APPREHENSIONS• Elle concerne les soupçons qui pèsent sur quelques-uns d'entre ces petits partis politiques, qu'on accuse sans être contredit publiquement d'être des "partis satellites " à la solde de certains leaders charismatiques du camp présidentiel. On se souvient que ces attaques ont pris de l'ampleur lorsque ces partis étaient sortis de leur torpeur pour apporter leur soutien à l'idée de voir le père Paul Mba Abessole conduire la campagne du président Bongo Ondimba, s'il est candidat, à l'élection présidentielle de décembre prochain, avec le chef du PSD, Pierre-Claver Maganga Moussavou comme co-directeur de campagne. En tout cas, les vives préhensions que suscite leur stratégie ne sont pas sans rappeler cette période d'agitation.
Autant leur attitude peut paraître déconcertante, autant faut-il rester prudent. D'autant que ce ne sont pas des partis ayant des députés à l'Assemblée nationale, où ont lieu les grands débats sur la gestion des finances publiques et les grands enjeux constitutionnels comme en 2004, il est évident que leurs leaders manquent de tribune pour se faire entendre et montrer qu'ils existent sur la scène politique.
Leur regroupement n'est donc pas accidentel. Après que le Conseil politique a rappelé la nécessité de la discipline une interrogation taraude les esprits : le groupe survivra-t-il ? En effet, les petits partis doivent tenir compte de la force des critiques émises. En plus, ils ne peuvent se permettre d'ignorer la portée des décisions issues de cette réunion. Notamment la création imminente d'un secrétariat pour veiller à l'application et au suivi de ces actes, et la réécriture du Code de bonne conduite qui ne préconise pas de sanction contre les manquements graves à ce jour. Néanmoins, il reste que leur acte politique traduit la volonté qui les tenaille d'exister à tout prix.

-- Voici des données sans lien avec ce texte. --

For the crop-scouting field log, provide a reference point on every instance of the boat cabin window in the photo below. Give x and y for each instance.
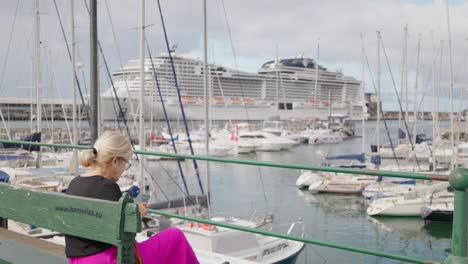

Ce faisant, l'audience qu'ils ont sollicitée auprès du chef de l'Etat qui a accepté de les recevoir, souligne ce besoin de vouloir apparaître aussi comme des interlocuteurs du président au sein de la majorité. Il est donc question de crédibilité. Or, celle-ci ne se proclame pas. Elle se mesure, et ce sera le cas à l'aune de la pertinence ou non de ce qu'ils disent être leur "feuille de route" sur le chemin difficile de l'élection présidentielle.